An enterprise might store millions of files on dozens of file servers. This same enterprise might also store many thousands of Web pages on multiple Web servers. In each case, files are stored in their native formats on a single type of platform or storage medium, or accessed through a specific connection protocol. The file server represents one type of information repository, while the Web server represents another.


Figure 2-1    Examples of information repositories



K2 includes indexing technology that gives you simultaneous access to many types of repositories. You can classify, search for, retrieve, and compare information in locations as diverse as a record in an Oracle database and an XML page on an IIS Web server.

Indexed repository data is the basis for many of Verity’s information-management features, including text search, parametric selection, topic sets, and knowledge trees.

Verity Gateways

Verity applications access repositories through gateways, driver modules that provide interfaces to specific repository types.

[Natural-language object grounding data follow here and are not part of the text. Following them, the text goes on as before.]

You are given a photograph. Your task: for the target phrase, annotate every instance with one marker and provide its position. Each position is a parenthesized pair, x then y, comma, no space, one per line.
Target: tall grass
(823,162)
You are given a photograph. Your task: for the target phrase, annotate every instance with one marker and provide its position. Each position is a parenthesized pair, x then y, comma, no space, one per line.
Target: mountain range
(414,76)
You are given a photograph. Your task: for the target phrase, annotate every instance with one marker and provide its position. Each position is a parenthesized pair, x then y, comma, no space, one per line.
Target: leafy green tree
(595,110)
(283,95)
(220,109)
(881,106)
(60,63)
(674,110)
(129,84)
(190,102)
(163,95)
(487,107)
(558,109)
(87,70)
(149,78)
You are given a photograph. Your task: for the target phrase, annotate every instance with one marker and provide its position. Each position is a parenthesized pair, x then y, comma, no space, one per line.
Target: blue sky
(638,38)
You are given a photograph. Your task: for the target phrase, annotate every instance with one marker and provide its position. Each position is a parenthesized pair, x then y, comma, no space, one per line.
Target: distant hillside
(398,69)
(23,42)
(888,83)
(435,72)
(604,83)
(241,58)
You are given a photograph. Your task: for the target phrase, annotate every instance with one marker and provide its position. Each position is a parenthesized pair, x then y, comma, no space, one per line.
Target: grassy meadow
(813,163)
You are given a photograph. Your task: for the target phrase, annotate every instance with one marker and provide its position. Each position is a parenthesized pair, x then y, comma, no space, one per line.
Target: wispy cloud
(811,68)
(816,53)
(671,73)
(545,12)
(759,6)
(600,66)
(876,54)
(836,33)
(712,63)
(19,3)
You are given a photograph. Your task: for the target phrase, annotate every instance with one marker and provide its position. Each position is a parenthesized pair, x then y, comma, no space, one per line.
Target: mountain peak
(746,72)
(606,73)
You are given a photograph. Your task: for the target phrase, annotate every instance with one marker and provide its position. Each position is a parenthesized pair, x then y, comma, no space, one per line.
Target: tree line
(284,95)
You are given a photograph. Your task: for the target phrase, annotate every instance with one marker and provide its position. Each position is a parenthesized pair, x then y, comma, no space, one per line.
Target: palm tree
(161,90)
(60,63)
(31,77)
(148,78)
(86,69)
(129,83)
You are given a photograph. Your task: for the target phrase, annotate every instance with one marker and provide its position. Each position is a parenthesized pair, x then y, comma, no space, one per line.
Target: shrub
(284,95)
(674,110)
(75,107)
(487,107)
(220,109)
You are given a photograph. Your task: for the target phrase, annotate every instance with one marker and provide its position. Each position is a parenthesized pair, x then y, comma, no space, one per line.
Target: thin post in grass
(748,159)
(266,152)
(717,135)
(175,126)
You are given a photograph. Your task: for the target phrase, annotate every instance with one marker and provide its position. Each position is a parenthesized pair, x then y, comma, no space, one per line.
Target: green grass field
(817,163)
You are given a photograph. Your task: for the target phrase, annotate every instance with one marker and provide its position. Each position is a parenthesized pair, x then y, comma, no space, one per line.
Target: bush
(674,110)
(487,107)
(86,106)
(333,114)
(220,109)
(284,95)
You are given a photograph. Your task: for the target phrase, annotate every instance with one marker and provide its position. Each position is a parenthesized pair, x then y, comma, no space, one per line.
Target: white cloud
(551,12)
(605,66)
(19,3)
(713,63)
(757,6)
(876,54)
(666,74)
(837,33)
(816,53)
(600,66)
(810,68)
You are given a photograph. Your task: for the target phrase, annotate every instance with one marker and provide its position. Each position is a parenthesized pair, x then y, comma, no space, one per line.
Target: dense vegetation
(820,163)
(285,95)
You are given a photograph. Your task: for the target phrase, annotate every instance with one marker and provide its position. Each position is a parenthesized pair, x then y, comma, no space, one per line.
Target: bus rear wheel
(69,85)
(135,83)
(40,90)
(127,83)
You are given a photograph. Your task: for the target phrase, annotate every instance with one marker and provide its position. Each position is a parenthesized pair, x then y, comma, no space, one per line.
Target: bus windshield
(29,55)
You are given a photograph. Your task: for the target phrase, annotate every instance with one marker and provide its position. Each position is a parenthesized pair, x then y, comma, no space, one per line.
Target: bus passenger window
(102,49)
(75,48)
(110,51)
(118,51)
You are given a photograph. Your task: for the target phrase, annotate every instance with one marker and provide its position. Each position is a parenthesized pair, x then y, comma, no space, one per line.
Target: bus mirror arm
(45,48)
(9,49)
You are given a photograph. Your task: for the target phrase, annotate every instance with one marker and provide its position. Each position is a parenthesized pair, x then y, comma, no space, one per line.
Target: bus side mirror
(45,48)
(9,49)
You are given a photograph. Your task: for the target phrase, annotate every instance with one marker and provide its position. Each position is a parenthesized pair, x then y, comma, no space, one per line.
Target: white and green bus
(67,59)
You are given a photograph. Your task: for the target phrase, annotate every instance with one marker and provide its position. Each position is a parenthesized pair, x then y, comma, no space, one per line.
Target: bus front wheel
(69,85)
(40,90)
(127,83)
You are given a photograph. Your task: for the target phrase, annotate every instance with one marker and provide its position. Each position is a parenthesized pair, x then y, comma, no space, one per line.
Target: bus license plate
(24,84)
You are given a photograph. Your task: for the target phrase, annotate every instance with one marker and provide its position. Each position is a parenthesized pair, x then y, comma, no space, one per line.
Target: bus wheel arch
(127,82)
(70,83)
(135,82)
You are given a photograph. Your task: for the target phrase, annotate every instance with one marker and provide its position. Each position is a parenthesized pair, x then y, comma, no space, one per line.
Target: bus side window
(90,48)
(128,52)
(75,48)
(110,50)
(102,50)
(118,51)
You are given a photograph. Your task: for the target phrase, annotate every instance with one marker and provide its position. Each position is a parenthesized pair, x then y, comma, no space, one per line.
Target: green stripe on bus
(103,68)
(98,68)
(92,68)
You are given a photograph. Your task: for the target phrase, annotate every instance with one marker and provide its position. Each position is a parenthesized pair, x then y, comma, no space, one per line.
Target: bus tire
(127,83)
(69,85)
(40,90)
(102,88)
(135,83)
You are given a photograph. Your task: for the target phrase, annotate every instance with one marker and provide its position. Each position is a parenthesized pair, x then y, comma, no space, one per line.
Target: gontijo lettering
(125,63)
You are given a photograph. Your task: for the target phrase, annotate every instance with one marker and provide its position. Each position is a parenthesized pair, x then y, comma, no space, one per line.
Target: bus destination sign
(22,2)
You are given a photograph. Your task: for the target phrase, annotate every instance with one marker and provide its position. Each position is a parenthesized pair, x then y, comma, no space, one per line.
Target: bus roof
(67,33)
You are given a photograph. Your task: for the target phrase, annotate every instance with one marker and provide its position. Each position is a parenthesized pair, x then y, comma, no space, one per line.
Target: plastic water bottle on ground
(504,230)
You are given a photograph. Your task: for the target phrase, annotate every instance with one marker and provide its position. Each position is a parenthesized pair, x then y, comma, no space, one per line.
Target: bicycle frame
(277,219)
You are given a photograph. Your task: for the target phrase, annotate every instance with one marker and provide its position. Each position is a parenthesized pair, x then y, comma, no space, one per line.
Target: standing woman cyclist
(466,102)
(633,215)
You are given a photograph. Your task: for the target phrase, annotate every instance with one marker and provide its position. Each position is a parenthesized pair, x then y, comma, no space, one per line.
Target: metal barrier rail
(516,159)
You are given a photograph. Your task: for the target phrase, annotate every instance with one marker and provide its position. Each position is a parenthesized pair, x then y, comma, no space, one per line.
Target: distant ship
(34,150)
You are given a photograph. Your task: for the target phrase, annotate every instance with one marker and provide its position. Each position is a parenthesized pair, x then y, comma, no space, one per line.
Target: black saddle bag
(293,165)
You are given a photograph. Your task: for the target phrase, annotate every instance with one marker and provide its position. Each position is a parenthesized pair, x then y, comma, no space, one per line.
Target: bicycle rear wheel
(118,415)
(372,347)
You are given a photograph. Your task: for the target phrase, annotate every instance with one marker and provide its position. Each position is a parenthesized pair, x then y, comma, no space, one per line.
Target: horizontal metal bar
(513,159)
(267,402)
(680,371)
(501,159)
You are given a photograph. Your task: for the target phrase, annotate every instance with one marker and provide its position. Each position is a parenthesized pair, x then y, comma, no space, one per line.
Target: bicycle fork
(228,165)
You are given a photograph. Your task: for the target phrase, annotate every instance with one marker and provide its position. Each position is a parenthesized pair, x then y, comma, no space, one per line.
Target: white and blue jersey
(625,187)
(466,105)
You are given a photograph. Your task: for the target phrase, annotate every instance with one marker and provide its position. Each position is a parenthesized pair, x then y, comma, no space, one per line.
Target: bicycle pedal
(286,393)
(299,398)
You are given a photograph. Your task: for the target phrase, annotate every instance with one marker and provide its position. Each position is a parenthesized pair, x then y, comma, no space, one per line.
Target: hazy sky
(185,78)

Gateways unify your business information by making it all available for indexing and retrieval, regardless of where and how it is stored.

The gateways supplied by Verity with the K2 product include the following:

Verity ODBC Gateway. Provides access to ODBC-compliant databases. The gateway can combine data from any number of databases and tables, such as help desk, sales tracking, or marketing information, so users can view it alongside other enterprise information resources.

 

Verity Lotus Notes Gateway. Provides connectivity to Lotus Notes repositories. The gateway allows remote or local access, supports encrypted secure Internet passwords, and permits users to search and retrieve information in all views, as well as attachments, OLE objects and encrypted fields.

 

Verity Documentum Gateway. Provides connectivity to the Documentum eContent Server. The gateway allows users to search and retrieve Documentum content, metadata, and repository-managed properties. It supports hierarchies and relationships such as simple and virtual documents and handles annotations.

 

Verity Exchange Gateway. Provides secure access to documents in Microsoft Exchange public folders through an Exchange MAPI client. The gateway allows authorized users to search and retrieve information in e-mail attachments and public folders.

 

Verity HTTP Gateway. Provides simultaneous accesses to information on multiple Internet and intranet Web sites. The gateway allows exploration of all CGI-compliant Web servers. It supports proxy and firewall authentication, HTTPS/SSL and various login methods.

 

Verity File System Gateway. Provides access to information on UNIX and Microsoft NTFS file systems. It supports local access, as well as remote mounted, mapped, or UNC access.

 

 

   
  Note   Additional types of gateways may be available through Verity Professional Services.
   

 

If your business stores information in repositories other than those described here, Verity offers the Gateway Development Kit (GDK), which includes a set of APIs for writing customized gateways for unique repositories. These APIs allow you to build new gateways or modify existing gateways to accommodate your specific features. See the Verity Gateway Developer’s Kit Programming Reference for more information.

Verity Document Filters

Accessing a file in a repository is only the first step toward indexing its information. Repositories store documents in hundreds of native file formats. Therefore, Verity also supplies document filters, driver modules that can detect, open, and extract the text from files in hundreds of the most popular file types, including

Word processing files, such as Microsoft Word, Lotus Word Pro and Corel WordPerfect

 

Spreadsheet documents, such as Lotus 1-2-3, Corel QuattroPro and Microsoft Excel

 

Presentation files, such as Corel Presentations, Microsoft PowerPoint, and Lotus Freelance

 

Adobe Acrobat PDF

 

HTML and XML

 

Entity-extraction filter

 

Document filters not only extract the textual content of documents for indexing, they can also extract field information, such as the title or author of a text document. (Field information from a file is indexed separately from its text content.) The entity extraction filter goes even farther; it extracts entities (such as names or addresses) from a document’s regular body text and saves them in collection fields.